You add support for document conversion by making the DataSourceRuntime class implement either the BinaryContentFileProvider interface or the BinaryContentInputStreamProvider interface.
The BinaryContentFileProvider interface allows the extension to pass a file to IAS Server so IAS Server can perform document conversion. The interface provides a getBinaryContentFile() method that takes a Record as input and uses a property on the Record to identify the file to read. IAS Server then reads the file directly or caches it locally (optional) and then reads the file.
The BinaryContentInputStreamProvider interface allows the extension to download and convert binary contents to an input stream so IAS Server can read the input stream and perform document conversion. A common scenario is one where the data source extension connects to a database to read content. The interface provides a getBinaryContentInputStream() method that takes a Record as input and uses a property on the Record to identify the content to read. IAS Server then caches the content locally (not optional) and reads the content as an input stream.

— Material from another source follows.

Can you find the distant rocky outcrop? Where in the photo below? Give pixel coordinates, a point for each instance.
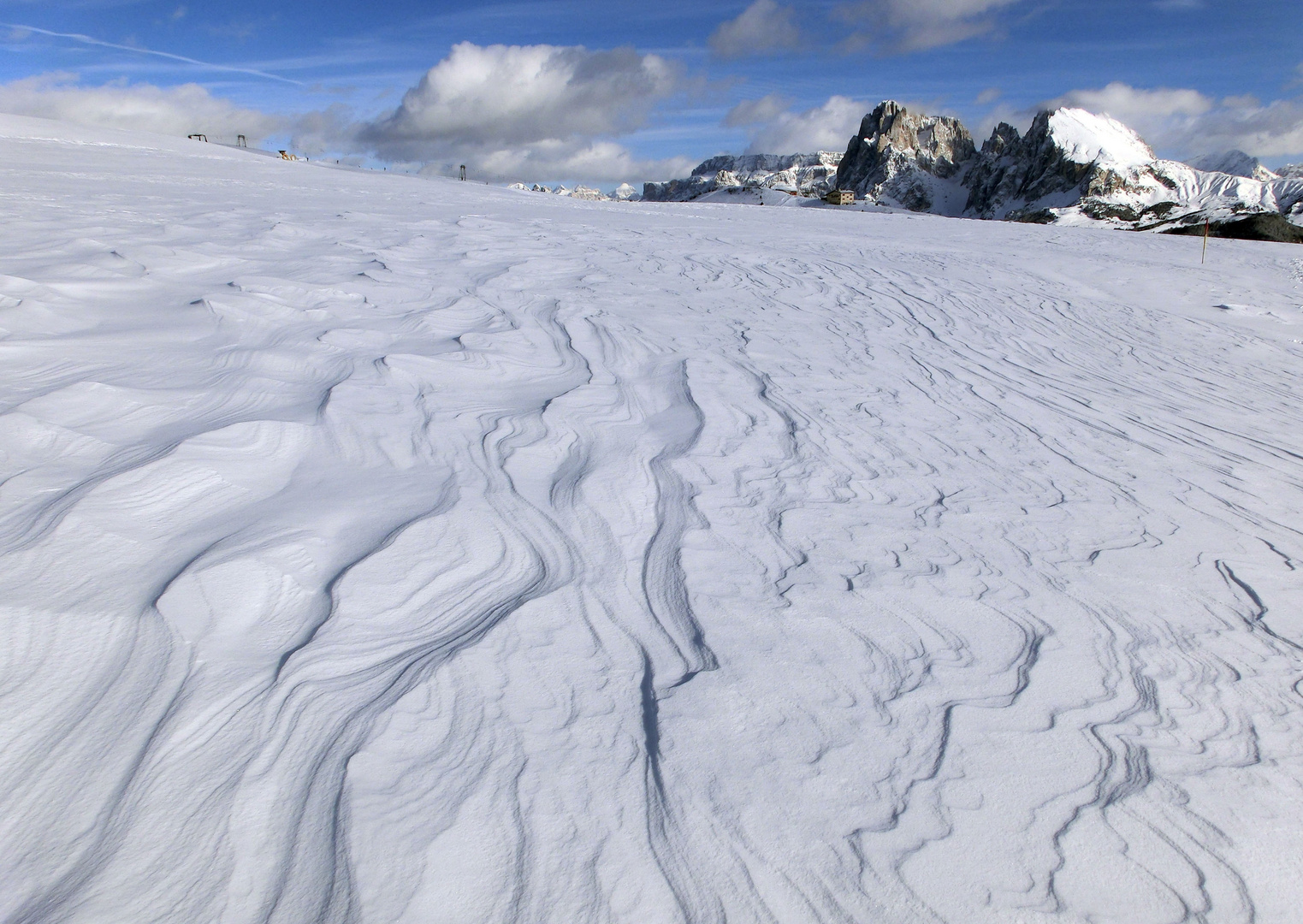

During the document conversion process, IAS Server examines the file, extracts the text of the file, and stores the text as the Endeca.Document.Text property on the Record. In both interfaces, the IAS Server manages file access, local file download (if enabled), temporary files, and caching.
An extension developer needs to implement one of the binary content provider interfaces, but not both, to support document conversion. An IAS application developer specifies whether document conversion is enabled by configuring the data source in XML create configuration file, by using the IAS Server API (TextExtractionConfig), or by using the IAS Server Command-line Utility.
If document conversion is enabled, an IAS data developer can also specify whether IAS Server should cache the file locally before reading it.
To see an example of how BinaryContentFileProvider.getBinaryContentFile() is used, see the IAS sample extension in <install path>\IAS\<version>\sample\ias-extensions\src\main\com\endeca\ias\extension\sample\datasource\directory\DirectoryDataSourceRuntime.java.
To see an example of how BinaryContentInputStreamProvider.getBinaryContentInputStream() is used, see the IAS sample extension in <install path>\IAS\<version>\sample\ias-extensions\src\main\com\endeca\ias\extension\sample\datasource \blob\BlobDataSourceRuntime.java.